Many Germans will remember the fifth chancellor of the federal republic enjoying a cigarette. Perhaps his country’s best-known chain smoker, Helmut Schmidt was also seen as a thinker, as much as a statesman.
The former German Chancellor said: “I was not interested in power, or in that career. Admittedly, I was interested in public recognition, that’s true. Somebody who thirsts for power is potentially a dangerous fellow.”
Schmidt’s eight-year tenure as head of government came during a turbulent period in West German history. He took over as chancellor in 1974 after his fellow Social-Democrat Party member Willy Brandt resigned, when a most senior aide was unmasked as an East German communist spy.
He brought his talents to the fore on the stage of the east-west Cold War conflict.
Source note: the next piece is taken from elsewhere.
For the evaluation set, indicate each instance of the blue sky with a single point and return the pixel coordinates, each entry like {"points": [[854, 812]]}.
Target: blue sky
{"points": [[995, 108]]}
To counter a threat of Soviet missiles, Schmidt had pushed through a controversial strategy backed by the North Atlantic Treaty Organisation which envisaged east-west arms control talks.
This was coupled with the threat of basing US-medium-range missiles in Europe in case the Kremlin failed to agree to dismantle its SS20s targeted at the West.
The decision provoked massive anti-nuclear protests in Germany – but the tough stance eventually paid off; Moscow later withdrew its medium-range missiles.
On dire matters within Germany, Schmidt refused to give way before left-wing terrorists – the Red Army Faction.
They spread fear with bomb attacks and abductions.
Then, in 1977, Palestinian militants hijacked a German passenger plane in a bid to secure the release of imprisoned Red Army Faction leaders. Schmidt ordered West German commandos to storm the plane, and all the passengers were saved.
He was forced to leave office in the autumn of 1982, when a no-confidence vote in parliament followed the collapse of his coalition with the Free Democrats. He was replaced as chancellor by Helmut Kohl of the Christian Democrats.
But Schmidt stayed active in public life: he joined the national weekly newspaper Die Zeit as co-publisher and Managing Director, and for three decades his opinions retained importance in the public and political arena.